I come from cream colored ponies in English saddles,
dusty outdoor arenas with weathered jumps sprawled in the middle,
brushes and bridles, hoof picks and halters, and the smell of saddle soap and leather and oil.
I come from grooming boxes and hairy Islandics with coats thicker
than the rug on my grandmothers wall and the Draft crosses that
won’t turn until they come to the corner and see the fence.
I come from the thrill of riding bareback for the first time, and mucking stalls
at seven in the morning while the horses are munching down the hay
and snorting through their noses into water buckets.
I come from jumping over cavalettis that turn into oxers
and steering from A to C in a straight line
with a perfect halt in the middle.
I come from cantering down the field and falling off
into the bush where the thorns scratch my face and the mud
sticks to my breeches, but don’t stop me from getting back on.
I come from clinging to the saddle with my thighs
as I attempt my first medium down the diagonal
without stirrups and the horse weighs seven tons in my hand.

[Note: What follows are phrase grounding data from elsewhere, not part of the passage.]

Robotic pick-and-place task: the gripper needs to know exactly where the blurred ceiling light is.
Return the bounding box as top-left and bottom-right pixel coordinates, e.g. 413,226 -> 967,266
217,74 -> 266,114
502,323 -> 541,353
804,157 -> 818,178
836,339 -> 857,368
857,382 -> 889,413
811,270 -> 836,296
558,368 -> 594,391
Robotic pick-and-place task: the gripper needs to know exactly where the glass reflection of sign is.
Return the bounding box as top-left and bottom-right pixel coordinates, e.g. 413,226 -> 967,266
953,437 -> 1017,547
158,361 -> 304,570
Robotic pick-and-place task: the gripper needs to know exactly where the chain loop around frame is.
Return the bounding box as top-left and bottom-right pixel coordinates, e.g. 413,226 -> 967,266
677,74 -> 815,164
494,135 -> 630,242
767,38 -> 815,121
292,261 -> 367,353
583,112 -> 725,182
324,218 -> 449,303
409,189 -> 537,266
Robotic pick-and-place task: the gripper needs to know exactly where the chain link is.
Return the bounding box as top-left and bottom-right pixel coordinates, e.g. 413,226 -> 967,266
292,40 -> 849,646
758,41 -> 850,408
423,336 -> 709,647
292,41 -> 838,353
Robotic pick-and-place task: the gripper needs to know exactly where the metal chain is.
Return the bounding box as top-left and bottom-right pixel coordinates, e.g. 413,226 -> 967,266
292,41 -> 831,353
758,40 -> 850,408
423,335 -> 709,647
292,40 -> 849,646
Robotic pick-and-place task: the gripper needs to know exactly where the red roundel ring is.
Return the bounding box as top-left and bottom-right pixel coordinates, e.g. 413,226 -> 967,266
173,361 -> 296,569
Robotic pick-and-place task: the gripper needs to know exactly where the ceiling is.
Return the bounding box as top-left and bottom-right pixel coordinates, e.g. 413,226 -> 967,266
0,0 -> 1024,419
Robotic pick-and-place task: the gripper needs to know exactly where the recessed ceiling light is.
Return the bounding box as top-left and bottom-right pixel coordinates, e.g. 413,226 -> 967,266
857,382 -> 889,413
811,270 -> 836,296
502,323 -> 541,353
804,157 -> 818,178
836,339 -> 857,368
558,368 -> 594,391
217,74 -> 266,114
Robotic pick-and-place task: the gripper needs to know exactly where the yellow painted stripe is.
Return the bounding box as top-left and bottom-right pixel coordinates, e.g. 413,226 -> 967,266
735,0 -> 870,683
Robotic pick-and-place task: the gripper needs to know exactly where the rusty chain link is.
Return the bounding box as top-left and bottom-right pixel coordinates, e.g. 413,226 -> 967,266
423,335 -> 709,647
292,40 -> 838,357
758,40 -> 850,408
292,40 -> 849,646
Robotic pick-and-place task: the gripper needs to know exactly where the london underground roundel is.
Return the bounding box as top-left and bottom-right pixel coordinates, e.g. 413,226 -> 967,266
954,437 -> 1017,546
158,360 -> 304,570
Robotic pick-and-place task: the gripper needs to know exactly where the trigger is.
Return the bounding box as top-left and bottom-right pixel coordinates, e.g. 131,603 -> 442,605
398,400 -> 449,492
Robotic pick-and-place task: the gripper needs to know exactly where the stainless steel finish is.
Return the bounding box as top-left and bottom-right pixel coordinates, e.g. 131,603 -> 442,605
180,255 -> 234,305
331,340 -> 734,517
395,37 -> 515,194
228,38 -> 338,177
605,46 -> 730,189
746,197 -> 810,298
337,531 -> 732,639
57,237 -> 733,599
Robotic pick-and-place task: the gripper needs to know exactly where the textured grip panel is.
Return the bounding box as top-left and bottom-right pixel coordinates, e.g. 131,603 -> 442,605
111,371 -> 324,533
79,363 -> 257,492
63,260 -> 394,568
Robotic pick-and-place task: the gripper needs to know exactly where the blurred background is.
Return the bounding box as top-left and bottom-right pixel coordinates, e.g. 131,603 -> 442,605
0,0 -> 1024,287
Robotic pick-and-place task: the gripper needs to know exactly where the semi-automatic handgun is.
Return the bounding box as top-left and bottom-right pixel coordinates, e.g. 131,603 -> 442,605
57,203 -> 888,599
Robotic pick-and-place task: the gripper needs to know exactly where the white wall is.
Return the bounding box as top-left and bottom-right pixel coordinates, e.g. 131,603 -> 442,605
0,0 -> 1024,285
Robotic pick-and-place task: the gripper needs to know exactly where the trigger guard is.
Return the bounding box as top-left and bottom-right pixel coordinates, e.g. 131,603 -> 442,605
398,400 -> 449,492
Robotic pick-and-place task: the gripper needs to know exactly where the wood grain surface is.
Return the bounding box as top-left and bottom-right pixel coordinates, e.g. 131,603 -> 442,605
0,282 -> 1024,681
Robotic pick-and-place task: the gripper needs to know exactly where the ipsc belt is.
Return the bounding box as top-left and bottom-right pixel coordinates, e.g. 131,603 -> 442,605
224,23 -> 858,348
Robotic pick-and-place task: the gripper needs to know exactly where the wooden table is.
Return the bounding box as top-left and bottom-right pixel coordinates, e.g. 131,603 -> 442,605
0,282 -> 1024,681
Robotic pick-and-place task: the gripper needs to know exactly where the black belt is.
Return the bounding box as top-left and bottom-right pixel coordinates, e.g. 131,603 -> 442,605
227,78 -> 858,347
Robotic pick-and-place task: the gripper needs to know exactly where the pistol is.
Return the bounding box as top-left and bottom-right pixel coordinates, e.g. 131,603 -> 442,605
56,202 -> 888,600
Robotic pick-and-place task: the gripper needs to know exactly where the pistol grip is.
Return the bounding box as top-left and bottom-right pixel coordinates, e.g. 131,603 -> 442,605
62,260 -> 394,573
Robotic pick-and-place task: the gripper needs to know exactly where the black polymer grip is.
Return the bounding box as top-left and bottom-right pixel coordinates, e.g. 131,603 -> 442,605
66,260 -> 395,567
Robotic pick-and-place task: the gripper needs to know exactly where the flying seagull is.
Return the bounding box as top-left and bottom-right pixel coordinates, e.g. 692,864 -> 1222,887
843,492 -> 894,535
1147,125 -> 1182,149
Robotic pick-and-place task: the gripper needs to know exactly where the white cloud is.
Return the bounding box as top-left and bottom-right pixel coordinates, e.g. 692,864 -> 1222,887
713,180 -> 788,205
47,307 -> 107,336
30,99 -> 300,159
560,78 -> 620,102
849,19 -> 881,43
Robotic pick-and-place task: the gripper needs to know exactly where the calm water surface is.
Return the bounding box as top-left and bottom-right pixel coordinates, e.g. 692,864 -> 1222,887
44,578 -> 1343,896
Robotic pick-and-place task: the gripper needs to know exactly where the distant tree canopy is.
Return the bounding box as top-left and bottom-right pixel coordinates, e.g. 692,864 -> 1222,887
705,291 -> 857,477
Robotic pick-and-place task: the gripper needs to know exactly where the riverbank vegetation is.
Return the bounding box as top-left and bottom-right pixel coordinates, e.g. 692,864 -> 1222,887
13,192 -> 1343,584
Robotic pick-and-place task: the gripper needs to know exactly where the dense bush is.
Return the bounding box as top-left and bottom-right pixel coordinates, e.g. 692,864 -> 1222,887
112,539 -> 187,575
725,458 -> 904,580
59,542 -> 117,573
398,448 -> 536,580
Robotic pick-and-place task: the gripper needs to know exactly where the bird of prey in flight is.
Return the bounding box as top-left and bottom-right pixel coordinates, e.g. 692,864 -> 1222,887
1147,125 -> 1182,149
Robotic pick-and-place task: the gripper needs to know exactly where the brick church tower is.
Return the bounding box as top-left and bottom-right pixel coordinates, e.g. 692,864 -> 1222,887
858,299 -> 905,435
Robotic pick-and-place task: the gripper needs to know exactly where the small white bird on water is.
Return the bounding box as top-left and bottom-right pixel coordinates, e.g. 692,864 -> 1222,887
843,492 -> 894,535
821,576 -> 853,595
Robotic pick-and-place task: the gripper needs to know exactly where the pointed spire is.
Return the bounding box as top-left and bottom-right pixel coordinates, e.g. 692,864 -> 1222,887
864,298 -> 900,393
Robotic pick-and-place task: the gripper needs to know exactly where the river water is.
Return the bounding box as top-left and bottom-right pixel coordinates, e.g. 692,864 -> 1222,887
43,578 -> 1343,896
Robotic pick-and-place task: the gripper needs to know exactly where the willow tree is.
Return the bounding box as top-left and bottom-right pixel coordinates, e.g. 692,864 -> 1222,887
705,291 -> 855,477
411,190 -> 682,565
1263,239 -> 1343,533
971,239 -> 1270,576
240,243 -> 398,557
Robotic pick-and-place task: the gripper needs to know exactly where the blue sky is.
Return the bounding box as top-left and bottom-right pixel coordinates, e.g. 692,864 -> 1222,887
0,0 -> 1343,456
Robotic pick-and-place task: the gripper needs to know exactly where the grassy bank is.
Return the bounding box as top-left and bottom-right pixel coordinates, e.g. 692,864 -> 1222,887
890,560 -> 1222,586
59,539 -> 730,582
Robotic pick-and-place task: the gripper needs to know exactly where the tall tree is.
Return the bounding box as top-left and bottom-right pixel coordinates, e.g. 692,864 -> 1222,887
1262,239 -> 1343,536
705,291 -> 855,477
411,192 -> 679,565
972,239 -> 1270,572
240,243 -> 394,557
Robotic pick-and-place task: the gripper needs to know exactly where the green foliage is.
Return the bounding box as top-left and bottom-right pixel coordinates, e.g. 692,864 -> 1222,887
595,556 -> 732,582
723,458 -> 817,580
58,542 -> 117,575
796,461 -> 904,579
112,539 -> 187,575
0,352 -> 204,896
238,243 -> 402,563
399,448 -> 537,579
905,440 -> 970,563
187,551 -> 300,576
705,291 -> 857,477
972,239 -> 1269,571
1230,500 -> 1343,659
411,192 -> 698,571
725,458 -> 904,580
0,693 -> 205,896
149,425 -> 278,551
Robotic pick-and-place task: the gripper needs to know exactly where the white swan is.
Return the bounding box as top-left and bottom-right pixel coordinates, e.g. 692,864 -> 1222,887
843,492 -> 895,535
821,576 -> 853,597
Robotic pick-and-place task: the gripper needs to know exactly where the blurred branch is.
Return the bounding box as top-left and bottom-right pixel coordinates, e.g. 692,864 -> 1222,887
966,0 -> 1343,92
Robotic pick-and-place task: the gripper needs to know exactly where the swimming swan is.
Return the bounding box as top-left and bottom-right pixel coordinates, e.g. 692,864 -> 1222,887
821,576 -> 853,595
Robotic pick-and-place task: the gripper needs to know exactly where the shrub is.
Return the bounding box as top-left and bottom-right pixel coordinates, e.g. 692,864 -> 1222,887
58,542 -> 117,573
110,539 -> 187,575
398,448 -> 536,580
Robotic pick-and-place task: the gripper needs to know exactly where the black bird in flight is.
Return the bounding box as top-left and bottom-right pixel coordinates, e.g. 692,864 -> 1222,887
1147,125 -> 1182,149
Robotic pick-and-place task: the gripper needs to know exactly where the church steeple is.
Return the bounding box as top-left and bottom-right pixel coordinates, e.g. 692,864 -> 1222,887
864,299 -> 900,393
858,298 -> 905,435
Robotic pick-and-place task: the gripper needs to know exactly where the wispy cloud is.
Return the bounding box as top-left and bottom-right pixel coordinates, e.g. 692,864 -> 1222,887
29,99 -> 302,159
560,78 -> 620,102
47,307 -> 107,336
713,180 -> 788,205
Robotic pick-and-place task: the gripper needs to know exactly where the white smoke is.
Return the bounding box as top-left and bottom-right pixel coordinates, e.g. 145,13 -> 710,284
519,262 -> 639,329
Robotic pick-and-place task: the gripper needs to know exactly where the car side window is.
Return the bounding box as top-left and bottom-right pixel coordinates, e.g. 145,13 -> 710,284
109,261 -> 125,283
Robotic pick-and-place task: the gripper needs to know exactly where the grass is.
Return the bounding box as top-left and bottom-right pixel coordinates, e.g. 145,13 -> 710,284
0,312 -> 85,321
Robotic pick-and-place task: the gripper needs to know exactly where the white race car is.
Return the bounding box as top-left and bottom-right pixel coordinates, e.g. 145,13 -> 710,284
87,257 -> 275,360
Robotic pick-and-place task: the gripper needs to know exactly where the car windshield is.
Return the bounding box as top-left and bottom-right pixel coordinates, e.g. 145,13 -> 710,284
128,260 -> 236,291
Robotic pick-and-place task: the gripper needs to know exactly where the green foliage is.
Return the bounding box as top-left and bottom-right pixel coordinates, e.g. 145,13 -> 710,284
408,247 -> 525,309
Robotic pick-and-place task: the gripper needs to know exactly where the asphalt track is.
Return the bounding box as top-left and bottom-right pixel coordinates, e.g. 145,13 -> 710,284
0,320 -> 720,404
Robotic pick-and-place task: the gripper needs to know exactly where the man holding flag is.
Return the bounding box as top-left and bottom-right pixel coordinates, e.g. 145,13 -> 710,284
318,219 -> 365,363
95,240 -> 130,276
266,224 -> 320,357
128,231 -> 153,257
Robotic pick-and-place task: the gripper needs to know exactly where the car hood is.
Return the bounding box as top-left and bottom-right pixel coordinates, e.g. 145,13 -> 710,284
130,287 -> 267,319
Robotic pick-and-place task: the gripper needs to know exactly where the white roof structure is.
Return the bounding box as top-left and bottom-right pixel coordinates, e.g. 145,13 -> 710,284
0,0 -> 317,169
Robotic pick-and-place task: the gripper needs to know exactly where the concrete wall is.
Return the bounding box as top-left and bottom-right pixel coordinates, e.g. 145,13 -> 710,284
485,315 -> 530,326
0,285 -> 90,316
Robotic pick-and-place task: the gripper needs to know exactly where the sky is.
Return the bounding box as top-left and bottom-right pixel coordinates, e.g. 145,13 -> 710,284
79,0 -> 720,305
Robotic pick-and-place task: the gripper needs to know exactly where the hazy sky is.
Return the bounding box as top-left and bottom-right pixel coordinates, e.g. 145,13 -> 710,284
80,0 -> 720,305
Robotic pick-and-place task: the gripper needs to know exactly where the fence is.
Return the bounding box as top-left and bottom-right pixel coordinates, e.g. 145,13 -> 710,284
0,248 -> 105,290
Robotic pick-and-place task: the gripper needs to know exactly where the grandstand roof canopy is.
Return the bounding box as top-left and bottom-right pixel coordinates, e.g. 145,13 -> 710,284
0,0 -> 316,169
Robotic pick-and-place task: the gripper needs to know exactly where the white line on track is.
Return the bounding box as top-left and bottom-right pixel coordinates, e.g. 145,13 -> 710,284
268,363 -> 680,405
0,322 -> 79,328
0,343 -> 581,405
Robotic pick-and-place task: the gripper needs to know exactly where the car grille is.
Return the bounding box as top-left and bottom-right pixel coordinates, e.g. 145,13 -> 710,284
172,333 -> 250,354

I come from braiding the mane at five in the morning and
driving across the country just to have a go
at winning the championships and loosing it by a fraction.
I come from wrapping the front hoof with duct tape
twice a day for a whole two weeks
to take care of the abscess that developed over night.
I come from holding onto the horn and chasing down a calf in California
letting the horse take over because
he knows more about cows than his English trained rider.
I come from galloping over the moor in Sussex on
an old racehorse that suddenly remembers its past
and hoping it will know how to stop on its own.
I come from warming my fingers under the bareback pad
in the midst of a cold winter and the fresh snow
that sticks to the bottom of the hooves giving the horse five inch heels.
I come from watching a baby horse walk for the first time
and then three days later sprint like a pro while I hand walk
a gelding for the third month wishing his tendons are healing faster than possible.
I come from the vet saying that nothing much can be done
what already has not been and leaning into my
thousand pound friend trying to make sense of what is happening.
I come from trying so hard not to cry because
you know you are losing something you
can barely understand yourself but must address anyhow.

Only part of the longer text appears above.